We took part in a Shellfish Monitoring Survey that benefits the local estuary in Wharekawa Harbor. Each morning we woke up for low tide in order to get our surveying done. We had to dig up a small area of mud and put all of it into a sieve. We then measured each variety of shellfish (cockles, wedges, pipi, etc). Some of our sites had under 10 shellfish while others had over 200! Two of the three days were fantastic weather: nice and sunny, and minimal wind. The other day, however, was miserably cold and WET. It wasn’t the sort of rain that just gets you wet. Nope, it was raw to the bone. Our feet and hands were exposed the whole time, which made it that much worse. We only stayed out for about an hour before the leaders called it quits. It was starting to rain horizontally…

When we weren’t kayaking in the estuary, we hiked up to an old Maori pa site to get a better view of the estuary, and that we did. The view was awesome and it stayed sunny! We enjoyed our lunch up there and then headed down.

That evening, we took a walk down to the beach to look do some bird watching with Wendy. We were looking for the Dotterel, which is a threatened species. This particular estuary is a protected breeding grounds for these birds. There are only 1500 left in the world, all located in New Zealand.

photo credit: chris dorich

tapapakanga beach

Last week we headed about 14k down the road to Tapapakanga Beach which happens to be another Regional Park right down the road from us. The goal of the day was to reflect upon what we had seen and experienced thus far in New Zealand.

We were able to explore the beach and just ponder. This particular beach was pretty rocky with loads of organisms to see. A lot of the rocks had little crabs hanging out underneath and they would scurry away when you picked the rock up.

After this, we gathered back under one of the Puhutakaua trees (NZ “Christmas” tree) and were given a little assignment. We had to each draw a tree that basically represented our life. Each part had a different meaning: the roots being people, events, places, and experiences that have shaped you, the trunk being your core values/beliefs, the branches being where you are currently and how you use those values day-to-day and the leaves were aspirations or goals for the future. It was a great-thinking exercise and it was nice to be able to write all this stuff done and sort of assess where I am at this point in life. After that we formed into small groups for another little brain exercise. We had to come up with a way/symbol to represent our idea of sustainability. I was with Cara, Abby, Sarah, and Amanda. We decided on  a hermit crab because of the way it uses its shell as its home and then leaves it when its done for another hermit crab or organism. It is a nice closed-loop cycle that enforces reuse. We called him Bernard, the sustainable hermit crab. Everybody loved him!

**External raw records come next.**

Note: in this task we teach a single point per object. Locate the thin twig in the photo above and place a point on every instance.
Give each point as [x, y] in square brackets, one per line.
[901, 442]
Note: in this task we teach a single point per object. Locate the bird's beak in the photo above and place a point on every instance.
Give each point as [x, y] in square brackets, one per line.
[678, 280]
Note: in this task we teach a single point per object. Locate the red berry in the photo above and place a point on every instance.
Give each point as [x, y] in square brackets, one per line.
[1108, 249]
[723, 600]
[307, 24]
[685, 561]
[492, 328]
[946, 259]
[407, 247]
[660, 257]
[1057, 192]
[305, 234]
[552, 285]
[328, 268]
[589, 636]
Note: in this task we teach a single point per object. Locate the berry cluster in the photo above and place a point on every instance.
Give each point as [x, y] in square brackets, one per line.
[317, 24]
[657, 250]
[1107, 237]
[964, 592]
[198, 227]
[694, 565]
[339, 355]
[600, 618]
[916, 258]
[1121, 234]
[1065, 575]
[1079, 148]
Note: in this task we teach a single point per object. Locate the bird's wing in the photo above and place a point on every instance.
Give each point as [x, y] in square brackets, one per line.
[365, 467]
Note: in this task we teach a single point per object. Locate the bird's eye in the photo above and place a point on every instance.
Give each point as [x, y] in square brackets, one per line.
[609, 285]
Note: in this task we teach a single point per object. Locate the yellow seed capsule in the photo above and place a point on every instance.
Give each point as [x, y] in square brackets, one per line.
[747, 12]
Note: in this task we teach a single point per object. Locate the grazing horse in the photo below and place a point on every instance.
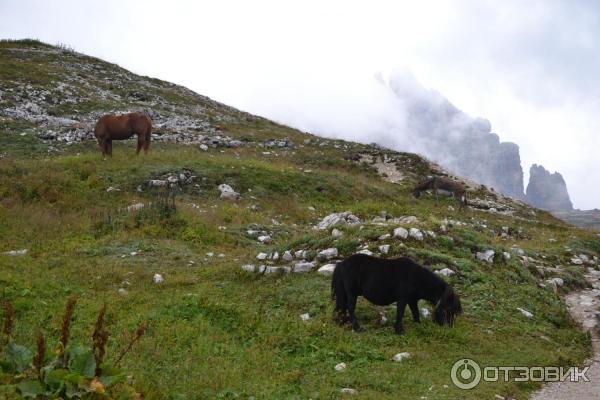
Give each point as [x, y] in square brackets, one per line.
[438, 183]
[119, 127]
[384, 281]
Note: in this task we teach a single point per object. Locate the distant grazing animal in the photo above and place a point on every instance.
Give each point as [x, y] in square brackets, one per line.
[384, 281]
[438, 183]
[120, 127]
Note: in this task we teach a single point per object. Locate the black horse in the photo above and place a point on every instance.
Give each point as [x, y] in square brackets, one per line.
[384, 281]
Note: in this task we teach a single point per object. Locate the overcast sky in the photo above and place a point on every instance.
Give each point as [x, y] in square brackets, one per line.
[531, 67]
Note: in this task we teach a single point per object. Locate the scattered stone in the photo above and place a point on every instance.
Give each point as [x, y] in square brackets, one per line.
[406, 220]
[326, 270]
[264, 239]
[556, 283]
[525, 312]
[21, 252]
[248, 268]
[336, 233]
[415, 234]
[401, 356]
[328, 254]
[301, 254]
[276, 270]
[157, 183]
[303, 266]
[487, 256]
[401, 233]
[135, 207]
[227, 192]
[445, 272]
[343, 218]
[305, 317]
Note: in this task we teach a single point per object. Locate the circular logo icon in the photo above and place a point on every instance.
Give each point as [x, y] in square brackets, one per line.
[465, 374]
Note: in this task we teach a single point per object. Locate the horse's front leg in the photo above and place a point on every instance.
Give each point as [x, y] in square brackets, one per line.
[400, 306]
[102, 146]
[140, 144]
[414, 309]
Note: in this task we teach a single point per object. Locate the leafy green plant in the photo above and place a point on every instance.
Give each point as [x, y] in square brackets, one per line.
[72, 372]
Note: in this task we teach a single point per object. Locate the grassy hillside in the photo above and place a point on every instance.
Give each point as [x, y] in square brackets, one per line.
[216, 331]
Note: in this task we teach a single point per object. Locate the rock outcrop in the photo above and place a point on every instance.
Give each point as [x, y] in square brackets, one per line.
[547, 191]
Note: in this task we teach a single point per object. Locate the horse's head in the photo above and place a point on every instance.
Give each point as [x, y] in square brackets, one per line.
[447, 308]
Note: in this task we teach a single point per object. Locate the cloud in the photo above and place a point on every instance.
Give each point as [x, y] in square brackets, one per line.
[529, 67]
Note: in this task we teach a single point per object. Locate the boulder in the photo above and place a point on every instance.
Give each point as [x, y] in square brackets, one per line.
[227, 192]
[326, 270]
[445, 272]
[343, 218]
[487, 256]
[287, 256]
[264, 239]
[303, 266]
[401, 233]
[401, 356]
[525, 313]
[328, 254]
[415, 234]
[384, 249]
[248, 268]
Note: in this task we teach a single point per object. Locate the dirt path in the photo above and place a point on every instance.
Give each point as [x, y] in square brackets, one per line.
[583, 306]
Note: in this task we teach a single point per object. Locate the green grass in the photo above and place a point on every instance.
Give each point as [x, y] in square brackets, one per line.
[217, 332]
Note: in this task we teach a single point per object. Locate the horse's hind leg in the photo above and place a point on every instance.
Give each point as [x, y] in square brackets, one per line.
[351, 298]
[414, 309]
[102, 146]
[400, 306]
[140, 144]
[147, 138]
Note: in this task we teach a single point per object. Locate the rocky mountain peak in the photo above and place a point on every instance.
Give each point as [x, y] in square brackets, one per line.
[547, 191]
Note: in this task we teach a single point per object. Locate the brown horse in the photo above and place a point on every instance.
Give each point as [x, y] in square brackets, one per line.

After we all explained our ideas, we sat down for lunch and just hung out at the beach for awhile. A couple of people went swimming, but it was a little too cold for me. I was in fleece and my wool hat…

flying into auckland

Well, I’ve almost been in New Zealand for a week now and it feels like I’ve been here for months. I’m totally adjusted to the 16-hour time difference, thanks in large part to the 12+ hour flight which totally threw me off. The EcoQuest campus is located about an hour southeast of Auckland near the Firth of Thames in the village of Whakatiwai (fauk-uh-tee-why). EcoQuest emphasizes living in a way that makes as minimal of impact as possible. We grow a lot of food right in our yard! Lemons, limes, mandarins, grapefruit, tangelos, olives, figs, persimmons, broccoli, garlic, swiss chard, rhubarb, and we even have a banana tree! Our living situation consists of cabins spread out around campus with a communal bathroom/shower/laundry area, called the ablutions. Then there’s the wharekai, or house of food. Our kitchen and eating area is here, but it also doubles as our classroom when we’re not in the field.

Our first excursion off-campus was to the Hunua Ranges about 45 minutes away. It was like stepping back in time, very reminiscent of Jurassic Park. The ferns were like nothing we’re used to, some growing up to 30 feet tall! During the first part of our hike, we had to cross a stream as part of the trail. We were up to our knees in water, but it was a lot of fun!